I have to take issue, though, with Seth's argument that the campaign represents a bold new direction in tampon advertising, away from fearmongering (will I leak? will he notice?) and toward a more athletic image.
Unlike Seth, who is venturing into terra incognita here, I have some intimate knowledge (so to speak) of the subject--and not only because ain't I a woman? Many years ago I researched and wrote a book about tampons (it's waaay out of print, but immortalized in Straight Dope, which misspells my name only once). [Update: The misspelling has been fixed!] I was the first journalist allowed to tour the Tampax factory (then in Palmer, Massachusetts), and I may have been the first person to have had a tampon museum in her basement (tragically lost, or rather absorbed, in the Great Berkeley Flood of 1985). I also studied the rich lore of tampon marketing, which brings me to the subject at hand.
The "feminine protection"-sport connection is actually quite venerable, dating back at least to the 1960s. The marvelous online Museum of Menstruation and Women's Health (MUM.org; my name is misspelled there, too) reproduces a 1982 Stayfree pad ad featuring gymnast Cathy Rigby; a few years later, Mary Lou Retton hawked "petal soft" Tampax. (Only Rigby is depicted in crotch-centric action.) Tampon manufacturers, eager to deflect attention from their product's bizarre reputation as a deflowerer of virgins (a myth fomented largely by the Catholic Church), often touted "active lifestyle" as their product's main benefit.

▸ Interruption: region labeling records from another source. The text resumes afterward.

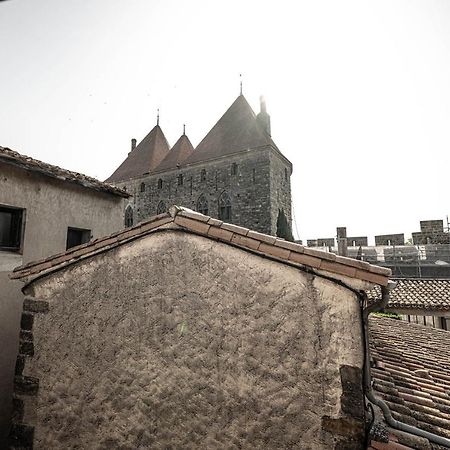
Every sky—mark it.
[0,0,450,243]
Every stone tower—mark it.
[106,94,292,237]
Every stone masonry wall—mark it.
[118,148,291,239]
[14,231,364,450]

Tampon package graphics drove home the sporting message--and inspired the following ancient joke, which I've copied from the MUM site:
Three boys are sitting on the stoop on a summer's afternoon. One of their fathers, exasperated that the kids are just sitting around, gives them five bucks and tells them to go amuse themselves. As they walk down Main Street they debate what they should do with the money. Should they buy a deck of cards? A football? Play in the arcade? "Wait a sec!" says one of the boys as he runs into the drug store. "Wait here!" A few minutes later he comes out with a package of tampons. "You idiot!" his friends shout. "We were going to have some fun. What are we going to do with those?"
"Look what it says right here on the box," the boy replies: "You can go horseback riding, you can go swimming..."
(Yes, that's carefree girl Cheryl Tiegs up in the left-hand corner, in an early-1970s ad for Carefree tampons. Hat tip to Museum of Menstruation.)





That was a lot of tampon information. I feel so fresh after reading that. Thanks!